Same here. My results with mullet have been minimal. I have caught a few 30-40 pound blues on it but they are far and few. As for Menhaden they work fine for small fish. Big fish turn their noses up to them.

Best baits for blues
#1 Skip Jack herring
#2 Gizzard Shad
#3Large Threadfin Herring

Everything else is hit and miss


----------



## CatHunter (Dec 31, 2008)

If you are still have trouble consistently catching flatheads maybe this video will help you out.


----------



## kevin32435 (Apr 17, 2008)

In your opinion what Northwest Florida river is the best for
Channel catfish
Flathead catfish
Blue catfish
and which is the best for all three?


----------



## CatHunter (Dec 31, 2008)

kevin32435 said:


> In your opinion what Northwest Florida river is the best for
> Channel catfish
> Flathead catfish
> Blue catfish
> and which is the best for all three?


Hands down the Apalachicola River. The Choctawhatchee river is on the rise but needs more time. Escambia and Yellow river have been hit hard by over fishing. Iv watched them go from 25-30 catfish nights to almost nothing.


----------



## jcoss15 (Oct 11, 2010)

Do you know how/where to catch the big river shiners on yellow river?
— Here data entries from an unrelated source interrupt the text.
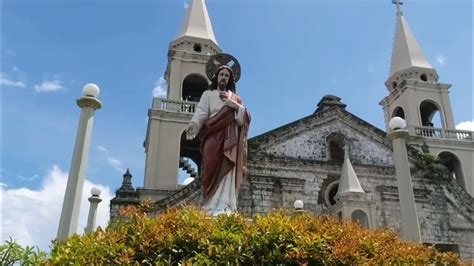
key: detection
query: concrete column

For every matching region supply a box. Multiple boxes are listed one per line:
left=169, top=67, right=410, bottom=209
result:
left=56, top=83, right=102, bottom=241
left=84, top=187, right=102, bottom=234
left=388, top=129, right=421, bottom=243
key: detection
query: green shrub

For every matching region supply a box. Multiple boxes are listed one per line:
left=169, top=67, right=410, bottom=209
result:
left=0, top=238, right=47, bottom=265
left=48, top=207, right=460, bottom=265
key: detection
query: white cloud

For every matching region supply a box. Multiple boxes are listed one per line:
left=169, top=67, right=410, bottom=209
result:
left=368, top=63, right=375, bottom=74
left=0, top=72, right=26, bottom=88
left=35, top=79, right=65, bottom=92
left=0, top=165, right=113, bottom=250
left=18, top=175, right=39, bottom=181
left=152, top=77, right=167, bottom=98
left=436, top=54, right=446, bottom=65
left=5, top=49, right=16, bottom=55
left=456, top=121, right=474, bottom=131
left=97, top=145, right=125, bottom=174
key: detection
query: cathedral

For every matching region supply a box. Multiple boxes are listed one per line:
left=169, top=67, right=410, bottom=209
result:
left=110, top=0, right=474, bottom=259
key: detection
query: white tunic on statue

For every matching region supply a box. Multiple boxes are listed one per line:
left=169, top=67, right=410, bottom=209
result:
left=191, top=90, right=245, bottom=216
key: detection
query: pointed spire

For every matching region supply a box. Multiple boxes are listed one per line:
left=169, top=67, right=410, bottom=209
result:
left=178, top=0, right=217, bottom=45
left=336, top=145, right=365, bottom=198
left=389, top=7, right=434, bottom=77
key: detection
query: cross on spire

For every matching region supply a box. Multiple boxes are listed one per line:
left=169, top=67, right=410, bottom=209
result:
left=392, top=0, right=403, bottom=13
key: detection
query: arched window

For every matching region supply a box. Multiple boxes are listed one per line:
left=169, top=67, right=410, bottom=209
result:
left=351, top=210, right=369, bottom=228
left=327, top=133, right=345, bottom=165
left=392, top=106, right=405, bottom=119
left=182, top=74, right=209, bottom=102
left=420, top=100, right=443, bottom=128
left=438, top=151, right=466, bottom=188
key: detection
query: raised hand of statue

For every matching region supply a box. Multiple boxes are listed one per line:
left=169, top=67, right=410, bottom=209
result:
left=186, top=122, right=198, bottom=140
left=224, top=98, right=240, bottom=110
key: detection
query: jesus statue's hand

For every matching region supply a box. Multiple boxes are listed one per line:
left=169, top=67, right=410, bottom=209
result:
left=224, top=99, right=240, bottom=110
left=186, top=122, right=198, bottom=140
I have caught them before by accident bream fishing but wondering if you can find them in numbers anywhere. We have caught a few big ones 8-10", there awesome on a bush hook.


----------



## CatHunter (Dec 31, 2008)

jcoss15 said:


> Do you know how/where to catch the big river shiners on yellow river? I have caught them before by accident bream fishing but wondering if you can find them in numbers anywhere. We have caught a few big ones 8-10", there awesome on a bush hook.


Its hit and miss with anything besides buying them. I still haven't got that one figured out.


----------



## firespan1 (Sep 7, 2011)

*Bait*

Bait them up with chicken scratch feed or oatmeal flakes.Find slack water or off river slews. Use a small hook and small pinch of worm.


----------